Geçenlerde Belgrad'ta Sırp liderlerin liderliğinde gerçekleştirilen toplantıda yeni bir Sırp Meclisi kurulmasında büyük ölçüde karar kılındı ve toplantının sonunda bir de deklarasyon yayınlandı.
Sırbistan Cumhurbaşkanı Alexander Vucic konu hakkında yaptığı açıklamada “Bu deklarasyonun dili çok titiz hazırlandı ve esas olarak Kosova'ya odaklanıyor. Bosna'dan ayrılmayı önermiyor. Uluslararası camianın düşüncelerini zorlamak onların alanlarına izinsiz girmek istemiyorum, onlardan sadece bir barışa ne kadar çok ihtiyacımız olduğunu milyonlarca kez düşünmelerini istiyorum. Sırbistan asla Sırp Cumhuriyetini kaderine terk etmeyecektir. Ricam Dayton Anlaşması zemininde, orada yaşanılan sorunların barışçı diyaloglar ile çözümlenmesidir” dedi. Zentürk’e göre Vucic’in açıklamaları “Sırp milleti olarak böyle bir deklarasyonla ortak bir meclis kurarak artık Yugoslavya'nın o döneminde olduğu gibi bir milli bütünlük içinde sorunlarımızı ele alma kararı aldık. Bunu uygulayacağız. Bütün bu uygulamaları barışçı yapmak istiyoruz” anlamına geliyor.

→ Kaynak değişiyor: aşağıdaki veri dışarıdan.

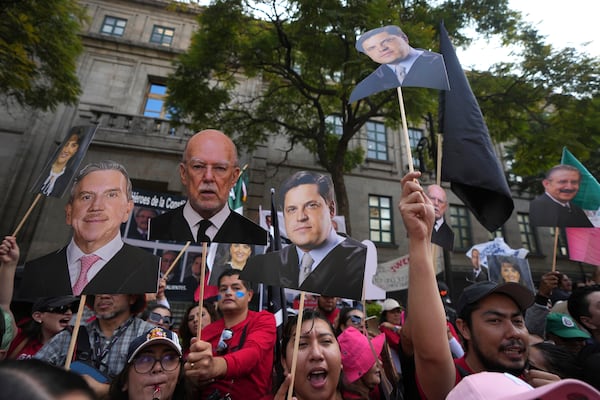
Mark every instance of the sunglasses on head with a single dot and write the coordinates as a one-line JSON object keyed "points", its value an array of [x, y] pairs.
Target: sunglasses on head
{"points": [[227, 334], [157, 318], [59, 310]]}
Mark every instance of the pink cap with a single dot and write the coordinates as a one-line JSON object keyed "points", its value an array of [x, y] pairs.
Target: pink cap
{"points": [[503, 386], [357, 356]]}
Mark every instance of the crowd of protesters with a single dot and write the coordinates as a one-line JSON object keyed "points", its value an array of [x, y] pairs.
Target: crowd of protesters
{"points": [[422, 349]]}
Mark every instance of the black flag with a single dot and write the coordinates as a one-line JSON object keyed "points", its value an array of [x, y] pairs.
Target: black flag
{"points": [[275, 294], [469, 162]]}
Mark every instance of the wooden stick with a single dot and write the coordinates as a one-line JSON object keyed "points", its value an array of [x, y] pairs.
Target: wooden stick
{"points": [[296, 345], [75, 332], [406, 140], [556, 232], [27, 214], [201, 283], [438, 172], [166, 274]]}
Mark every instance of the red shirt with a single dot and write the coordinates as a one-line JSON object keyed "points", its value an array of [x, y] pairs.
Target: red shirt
{"points": [[249, 368]]}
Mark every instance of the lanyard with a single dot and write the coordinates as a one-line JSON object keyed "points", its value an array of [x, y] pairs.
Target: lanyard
{"points": [[100, 354]]}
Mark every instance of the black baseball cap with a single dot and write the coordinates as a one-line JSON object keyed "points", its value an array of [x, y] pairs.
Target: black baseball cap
{"points": [[477, 291]]}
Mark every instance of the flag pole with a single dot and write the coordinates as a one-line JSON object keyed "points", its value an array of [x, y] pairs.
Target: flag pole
{"points": [[556, 231], [166, 274], [75, 332], [201, 283], [405, 131], [27, 214], [296, 344]]}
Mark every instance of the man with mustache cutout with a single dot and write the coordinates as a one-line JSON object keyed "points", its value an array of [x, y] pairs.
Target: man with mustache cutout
{"points": [[96, 260], [208, 170], [554, 207], [490, 317]]}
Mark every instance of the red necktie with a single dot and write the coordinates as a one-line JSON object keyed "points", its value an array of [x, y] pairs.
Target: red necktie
{"points": [[86, 264]]}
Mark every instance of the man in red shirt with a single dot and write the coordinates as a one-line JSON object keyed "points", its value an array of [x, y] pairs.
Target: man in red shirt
{"points": [[235, 353]]}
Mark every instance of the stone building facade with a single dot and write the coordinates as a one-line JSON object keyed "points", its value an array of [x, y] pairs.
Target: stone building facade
{"points": [[129, 50]]}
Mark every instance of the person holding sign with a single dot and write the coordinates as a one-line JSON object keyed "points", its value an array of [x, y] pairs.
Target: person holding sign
{"points": [[402, 65], [96, 260], [319, 260], [208, 170], [235, 353]]}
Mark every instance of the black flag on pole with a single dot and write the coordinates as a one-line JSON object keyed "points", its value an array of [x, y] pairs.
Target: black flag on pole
{"points": [[469, 162]]}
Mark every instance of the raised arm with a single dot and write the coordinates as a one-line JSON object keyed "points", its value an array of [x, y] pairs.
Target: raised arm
{"points": [[426, 317], [9, 257]]}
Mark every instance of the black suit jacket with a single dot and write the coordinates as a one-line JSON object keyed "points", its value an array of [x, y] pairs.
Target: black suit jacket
{"points": [[130, 271], [172, 226], [341, 273], [543, 211], [443, 237], [428, 71]]}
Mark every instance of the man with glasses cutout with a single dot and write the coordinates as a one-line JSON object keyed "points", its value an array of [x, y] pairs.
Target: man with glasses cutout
{"points": [[234, 358]]}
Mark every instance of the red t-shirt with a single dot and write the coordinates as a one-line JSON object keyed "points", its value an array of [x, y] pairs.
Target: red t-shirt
{"points": [[249, 368]]}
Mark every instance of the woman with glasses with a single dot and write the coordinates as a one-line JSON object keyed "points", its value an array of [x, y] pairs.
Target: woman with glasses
{"points": [[49, 316], [159, 315], [350, 316], [153, 369], [191, 319]]}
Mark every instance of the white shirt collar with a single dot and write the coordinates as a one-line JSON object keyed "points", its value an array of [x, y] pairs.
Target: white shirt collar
{"points": [[193, 218]]}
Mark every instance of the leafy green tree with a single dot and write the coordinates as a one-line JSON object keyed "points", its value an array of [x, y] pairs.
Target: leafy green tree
{"points": [[302, 54], [39, 46], [544, 101]]}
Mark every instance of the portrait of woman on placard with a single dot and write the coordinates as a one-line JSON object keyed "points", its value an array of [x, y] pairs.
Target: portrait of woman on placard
{"points": [[58, 173], [236, 258], [505, 269]]}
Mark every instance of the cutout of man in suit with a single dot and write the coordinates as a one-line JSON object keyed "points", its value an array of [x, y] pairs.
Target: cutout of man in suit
{"points": [[208, 170], [402, 65], [554, 207], [100, 201], [337, 263], [442, 234]]}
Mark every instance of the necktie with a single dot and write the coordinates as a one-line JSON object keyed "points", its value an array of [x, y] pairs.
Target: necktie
{"points": [[86, 264], [305, 269], [202, 227], [400, 73]]}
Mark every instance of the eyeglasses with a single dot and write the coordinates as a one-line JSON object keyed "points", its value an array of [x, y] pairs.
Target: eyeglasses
{"points": [[156, 318], [227, 334], [144, 363], [58, 310]]}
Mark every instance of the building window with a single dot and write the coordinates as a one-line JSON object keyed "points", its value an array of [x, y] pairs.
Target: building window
{"points": [[460, 220], [414, 136], [380, 219], [162, 35], [113, 26], [155, 102], [376, 141], [334, 124], [527, 232]]}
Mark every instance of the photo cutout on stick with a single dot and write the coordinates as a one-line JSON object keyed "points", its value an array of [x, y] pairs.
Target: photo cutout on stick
{"points": [[503, 269], [401, 64], [318, 260], [555, 207], [59, 170]]}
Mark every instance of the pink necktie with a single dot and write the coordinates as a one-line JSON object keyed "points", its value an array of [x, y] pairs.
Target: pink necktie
{"points": [[86, 264]]}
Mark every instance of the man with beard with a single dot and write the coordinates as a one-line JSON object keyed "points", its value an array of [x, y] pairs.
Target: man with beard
{"points": [[490, 316], [103, 343], [555, 206], [208, 170]]}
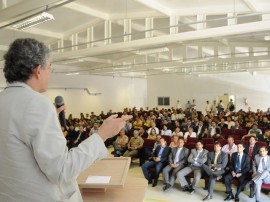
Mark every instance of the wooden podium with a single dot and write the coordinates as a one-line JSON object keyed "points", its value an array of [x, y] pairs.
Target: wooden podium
{"points": [[121, 187]]}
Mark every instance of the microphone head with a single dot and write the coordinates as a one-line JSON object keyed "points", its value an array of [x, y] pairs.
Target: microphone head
{"points": [[59, 100]]}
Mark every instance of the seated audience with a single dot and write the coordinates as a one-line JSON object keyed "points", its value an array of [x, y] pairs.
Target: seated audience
{"points": [[174, 142], [177, 160], [230, 147], [261, 172], [265, 137], [80, 136], [178, 132], [213, 130], [222, 124], [254, 131], [158, 161], [251, 122], [166, 131], [189, 134], [137, 123], [135, 143], [94, 129], [71, 136], [199, 128], [239, 169], [152, 134], [265, 123], [230, 123], [215, 166], [120, 144], [237, 126], [153, 126], [251, 149], [197, 157], [204, 133], [143, 133]]}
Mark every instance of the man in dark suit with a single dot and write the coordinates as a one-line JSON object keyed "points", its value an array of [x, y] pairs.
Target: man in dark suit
{"points": [[159, 161], [197, 157], [222, 124], [214, 131], [71, 136], [215, 166], [239, 169], [177, 160], [251, 149], [81, 136]]}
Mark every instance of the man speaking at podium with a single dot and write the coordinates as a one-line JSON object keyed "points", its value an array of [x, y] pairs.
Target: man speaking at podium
{"points": [[35, 164]]}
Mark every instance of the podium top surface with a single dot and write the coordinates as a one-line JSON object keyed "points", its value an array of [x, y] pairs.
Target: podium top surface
{"points": [[116, 168]]}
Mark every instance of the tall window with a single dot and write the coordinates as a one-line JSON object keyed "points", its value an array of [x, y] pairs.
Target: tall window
{"points": [[163, 101]]}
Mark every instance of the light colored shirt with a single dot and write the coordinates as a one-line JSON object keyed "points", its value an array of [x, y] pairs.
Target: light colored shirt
{"points": [[176, 159], [160, 152], [35, 164], [149, 130], [216, 157], [193, 134], [227, 150], [240, 159], [167, 132]]}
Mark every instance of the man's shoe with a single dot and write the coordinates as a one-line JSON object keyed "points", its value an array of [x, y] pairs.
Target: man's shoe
{"points": [[252, 193], [191, 190], [167, 186], [154, 184], [185, 188], [229, 197], [207, 198]]}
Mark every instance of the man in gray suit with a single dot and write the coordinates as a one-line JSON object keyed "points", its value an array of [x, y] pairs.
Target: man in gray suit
{"points": [[177, 160], [261, 171], [215, 166], [196, 159]]}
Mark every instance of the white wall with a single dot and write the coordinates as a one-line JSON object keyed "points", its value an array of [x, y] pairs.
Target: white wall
{"points": [[255, 88], [116, 93]]}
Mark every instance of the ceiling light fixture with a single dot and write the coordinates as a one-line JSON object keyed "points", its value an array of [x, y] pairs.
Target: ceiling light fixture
{"points": [[73, 73], [33, 21], [193, 61], [152, 51], [267, 38]]}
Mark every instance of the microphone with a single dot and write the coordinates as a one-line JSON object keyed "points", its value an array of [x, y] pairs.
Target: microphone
{"points": [[59, 101]]}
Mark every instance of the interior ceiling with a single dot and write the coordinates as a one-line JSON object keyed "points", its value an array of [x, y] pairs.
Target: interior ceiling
{"points": [[143, 38]]}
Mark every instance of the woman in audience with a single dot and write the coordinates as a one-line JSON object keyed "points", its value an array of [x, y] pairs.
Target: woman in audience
{"points": [[152, 134], [178, 132], [174, 142], [120, 144], [64, 131], [166, 131], [137, 123], [204, 133], [189, 134]]}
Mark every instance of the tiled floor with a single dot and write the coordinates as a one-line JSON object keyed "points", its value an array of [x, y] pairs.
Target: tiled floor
{"points": [[156, 194]]}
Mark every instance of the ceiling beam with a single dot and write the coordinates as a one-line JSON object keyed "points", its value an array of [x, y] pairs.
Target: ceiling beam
{"points": [[161, 40], [156, 6], [22, 10], [87, 10], [250, 5]]}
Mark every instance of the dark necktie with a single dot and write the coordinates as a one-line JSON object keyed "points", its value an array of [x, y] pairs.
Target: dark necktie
{"points": [[238, 164], [263, 164], [250, 151]]}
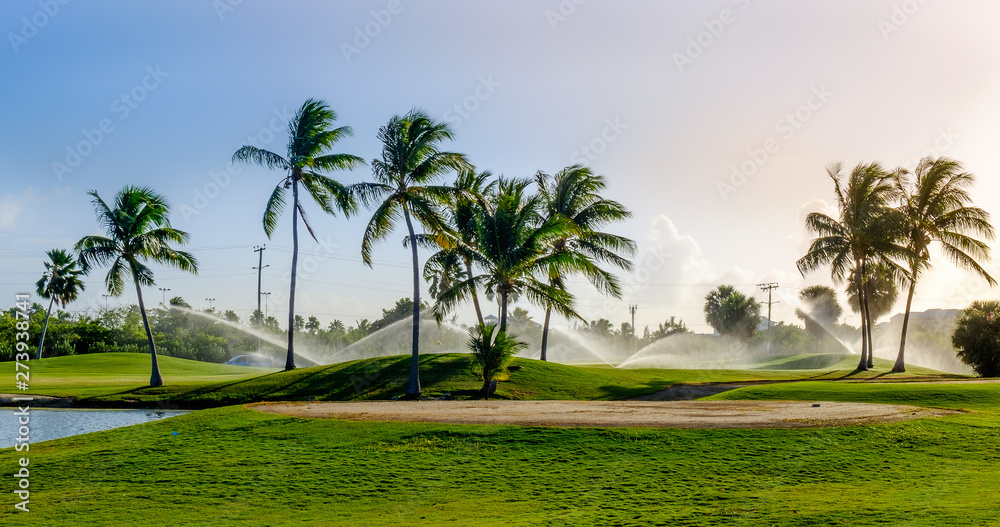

Bosna'nın Sırp Cumhurbaşkanı Milorad Dodik, toplantıdan önce Petersburg’a giderek Putin ile oldukça samimi pozlar vermiş ve görüşmeden sonra Putin “Biz her zaman Sırp milletinin de özellikle Bosna-Hersek’teki Sırp varlığının arkasındayız” demişti. Ülkemizde çok da fazla gündeme gelmeyen söz konusu görüşme ve açıklamaya dikkat çeken Zentürk, “Rus lideri ve Rusya'nın desteğini arkasına almış bir Milorad Dodik olarak indi Belgrad'a” dedi.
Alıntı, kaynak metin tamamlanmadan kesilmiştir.